基于带电粒子活化法开展的SGⅡ-U皮秒激光质子加速实验研究

  • 1. 中国工程物理研究院激光聚变研究中心, 等离子体物理重点实验室, 绵阳 621900;
  • 2. 中国科学院上海光学精密机械研究所强光光学实验室, 上海 201800;
  • 3. 上海交通大学, 聚变科学与应用协同创新中心, 上海 200240;
  • 4. 北京大学应用物理与技术中心, 北京 100871
  • 通信作者: 贺书凯, shukai.he@caep.cn
    基金项目: 国家重点研发计划(批准号:2016YFA0401100)、科学挑战计划(批准号:TZ2018005)和国家重大科学仪器设备开发专项(批准号:2012YQ03014206)资助的课题.

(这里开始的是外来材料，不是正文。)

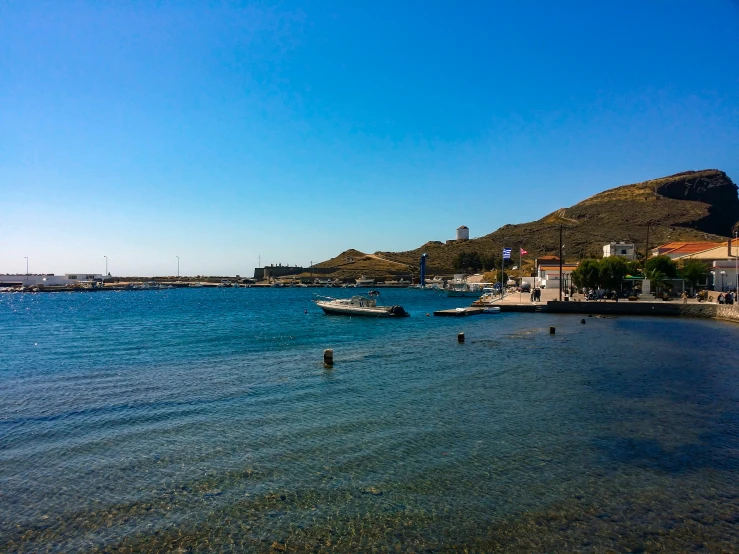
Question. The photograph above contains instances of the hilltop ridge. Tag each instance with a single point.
(687, 206)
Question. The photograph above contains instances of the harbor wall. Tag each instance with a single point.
(635, 308)
(728, 312)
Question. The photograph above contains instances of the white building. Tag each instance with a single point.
(623, 249)
(463, 233)
(548, 275)
(724, 275)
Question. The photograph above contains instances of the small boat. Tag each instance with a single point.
(359, 305)
(465, 289)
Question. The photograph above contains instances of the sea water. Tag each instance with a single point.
(204, 420)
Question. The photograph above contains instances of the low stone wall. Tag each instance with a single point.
(729, 313)
(634, 308)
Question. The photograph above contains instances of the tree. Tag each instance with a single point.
(663, 264)
(693, 271)
(612, 271)
(587, 274)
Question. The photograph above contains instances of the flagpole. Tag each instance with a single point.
(502, 266)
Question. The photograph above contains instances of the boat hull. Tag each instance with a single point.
(463, 293)
(365, 312)
(332, 308)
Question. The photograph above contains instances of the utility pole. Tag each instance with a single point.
(560, 263)
(646, 250)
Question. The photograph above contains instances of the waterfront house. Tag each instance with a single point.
(624, 249)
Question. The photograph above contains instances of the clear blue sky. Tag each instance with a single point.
(219, 131)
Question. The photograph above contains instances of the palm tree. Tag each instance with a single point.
(658, 280)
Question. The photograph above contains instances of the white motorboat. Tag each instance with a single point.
(463, 288)
(359, 305)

摘要: 基于带电粒子活化测谱方法在SGⅡ-U装置上开展了皮秒激光靶背鞘场机制质子加速实验研究,对靶参数进行了优化.利用带电粒子活化测谱方法测量了相同激光条件、不同Cu薄膜靶厚度情况下靶背鞘场加速质子的最高截止能量、角分布、总产额以及激光能量到质子的转化效率等关键参数.实验发现,SGⅡ-U皮秒激光靶背鞘场加速机制的最佳Cu薄膜靶厚度为10 μm,对应质子最高能量接近40 MeV,质子(>4 MeV)总产额约4×1012个,激光能量到质子的转化效率约2%.薄膜靶更厚或者更薄都会降低加速质子的最高截止能量;当靶厚减薄至1 μm时,皮秒激光的预脉冲开始对靶背鞘场产生显著影响,质子最高截止能量急剧下降,高能质子束斑呈现空心结构;而当靶厚增加至35 μm时,虽然质子束的能量有所降低,但是质子束斑的均匀性更好.

English Abstract

参考文献 (23)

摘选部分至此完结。